King Daley Shepherd for National Mutt Day
I think National Mutt Day is just the right day for me to re-tell this story about our “pure bred” King Daly Shepherd.
It was 14-years ago when my wife Robin and I were called by friend at Chicago Animal Care & Control, saying a box of Australian Shepherd puppies have just been dropped off.
She knew we like Aussies, and we were in the market for a dog as our heart dog Chaser, a Brittany, had recently passed away. Our current dog, at that time, was a Miniature Australian Shepherd, named Lucy.
Here’s the problem. How can you meet a litter of puppies and not want one? The litter, clearly not pure bred Aussie or pure-bred anything included what looked like a Rottweiler mix. Maybe, if you stretch your imagination, some could have been Australian Shepherd mixes. But my wife and I never really cared.
We chose a blue-eyed merle-colored pup we named Ethel. The merle-coat markings were more like an African Wild Dog than an Australian Shepherd, and that unique pattern appealed to us. And Ethel kissed us a bunch of times too, no doubt factoring our decision.
At that time, so-called designed breeds were starting to become incredibly popular, and a “cool” dog to have.
Goldendoodles (Golden Retrievers and Standard Poodles), cockapoos (Cocker Spaniels and Poodles), pekapoos (Pekingese and Miniature Poodles) and puggles (pugs and beagles) were then (and continue to be) among the most popular of these so-called designer breeds. While, I suppose you might make an argument that today these are breeds, I suggest they are today merely mixed dogs, and definitely that was the case over a decade ago. And when purchased at a pet store, these dogs are likely from puppy mills.
One day, when Ethel was still somewhere under 6-months old, we took her to the park across the street from our house. Ethel began to play with another dog, whose owner proulyd volunteered, “I paid $1,650 for my ‘bagel.’
I replied, “That is one expensive bagel. I hope it included cream cheese.”
The woman barely cracked a smile as she told me, “You do know what those are, Bassett Hound and part Beagle and the most wonderful dog ever.”
“What do you have?” She asked.
I had to come up with something. I said, “Ethel, here is the very rare King Daley Shepherd.”
By now, Ethel had a kind of shepherd-look, and Richard M. Daley was still the Chicago Mayor.
I added, “And I paid only $100.”
I know this was a mean thing for me to do. But Ethel looked so unique, I always got the question, “What is she?” And when I replied “mutt” people seemed disappointed. You might say, I just didn’t want to disappoint more people. Just hours before, we were walking down the street, past a hair salon. Three ladies ran outside to see us. There was a hairdresser wearing plastic gloves; a woman with curlers, aluminum foil and I’m not sure what else was crammed inside her mane, and a woman with a cell phone to take our pup’s photo. They all wanted to know one thing: “What is she?”

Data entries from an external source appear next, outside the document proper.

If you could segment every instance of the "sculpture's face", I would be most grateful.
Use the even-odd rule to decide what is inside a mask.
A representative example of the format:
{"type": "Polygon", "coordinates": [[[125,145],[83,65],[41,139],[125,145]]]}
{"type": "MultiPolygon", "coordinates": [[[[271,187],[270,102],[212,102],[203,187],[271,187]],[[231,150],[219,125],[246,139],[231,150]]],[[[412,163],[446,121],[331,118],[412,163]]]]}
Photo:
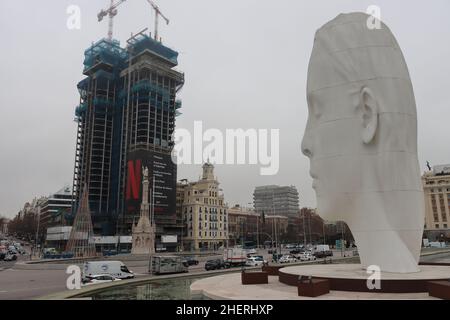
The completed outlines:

I felt obliged to come up with something fancy since my previously stated answer, “she’s a mutt,” just wasn’t compelling.
“You couldn’t have paid so little,” the ‘bagel woman’ steadfastly insisted, actually sounding quite angry. King Daley Shepherds cost at least a thousand,” she insisted.
I made matters worse, “Have you ever heard of the African wild dog?”
She nodded her head. “Well, Ethel here is part African wild dog.”
Of course, the notion is absurd but I said it with a straight face. She didn’t know what to make of me, except before walking off she did wish me luck with my King Daley Shepherd, and added, “I must say she is the most striking King Daley Shepherd I have ever seen.”